Intermediate calculations from:

letters=list(
x1=c(0,3,6,9,12),
x2=c(0,1,2,5,6,7,8,9,12,13,14),
x3=c(0,1,2,5,6,7,8,11,12,13,14),
x4=c(0,2,3,5,6,7,8,11,14),
x5=c(0,1,2,3,6,7,8,11,12,13,14),
x6=c(0,1,2,3,6,7,8,9,11,12,13,14),
x7=c(0,1,2,5,8,11,14),
x8=c(0,1,2,3,5,6,7,8,9,11,12,13,14),
x9=c(0,1,2,3,5,6,7,8,11,12,13,14),
x0=c(0,1,2,3,5,6,8,9,11,12,13,14)
)
sapply(letters,function(letter){trunc(10*(var(letter)+median(letter)))%%28})

Answer 7

Jelly,  31  28 bytes

^{Yes, it's very similar to Unrelated String's, but it's slightly different and was completely independently found.}

O%15Żı*ÄÆi_Ṃ$QṢ“X|cE’Dṭ⁽½ȯ¤ḥ

Try it online!

If a larger salt (which is also less than \$250^6\$) for the hash built-in is found which removes the need to permute \$[0,9]\$ (making “X|cE’Dṭ⁽½ȯ¤ḥ become “?????’,⁵¤ḥ’) we get 27 (or less).

How?

O%15Żı*ÄÆi_Ṃ$QṢ“X|cE’Dṭ⁽½ȯ¤ḥ - Link: listof characters
O%15                         - mod 15 of ordinals
    Ż                        - prepend a zero
     ı*                      - root(-1) raised to each of those
       Ä                     - cumulative sums
        Æi                   - convert each to [real, imaginary]
          _Ṃ$                - subtract of the minimum from each
             Q               - distinct values
              Ṣ              - sort
                          ¤  - nilad followed by link(s) as a nilad:
               “X|cE’        -   1398462570
                     D       -   to decimal digits (our domain)
                       ⁽½ȯ   -   3742 (our salt)
                       ṭ     -   tack -> [3742,[1,3,9,8,4,6,2,5,7,0]]
                           ḥ - hash (the sort results using that [salt, domain])

---

Previous version at 31 bytes using no built-in hash function...

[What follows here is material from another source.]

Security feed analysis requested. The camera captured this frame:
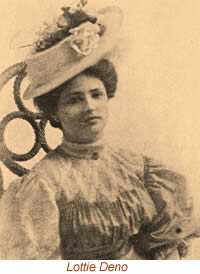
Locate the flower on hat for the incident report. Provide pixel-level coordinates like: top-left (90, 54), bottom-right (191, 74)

O%15Żı*ÄÆi_Ṃ$QṢFḞḌ%⁽¥Ƭị“ċḞƒø’D¤

A monadic Link accepting a list of characters which yields an integer in \$[0,9]\$.

Try it online!

How?

O%15Żı*ÄÆi_Ṃ$QṢFḞḌ%⁽¥Ƭị“ċḞƒø’D¤ - Link: listof characters
O%15Żı*ÄÆi_Ṃ$QṢ                 - as above
               F                - flatten
                Ḟ               - floor (so Ḍ gives an integer rather than a float)
                 Ḍ              - convert from base ten
                  %⁽¥Ƭ          - modulo 2153
                       “ċḞƒø’D¤ - decimal digits of 3652914780
                      ị         - 1-indexed modulo index into

Answer 8

R, 217 200 192 bytes

(or only 169 bytes by stealing Arnauld's modulo chain to get the final digit without a look-up table...)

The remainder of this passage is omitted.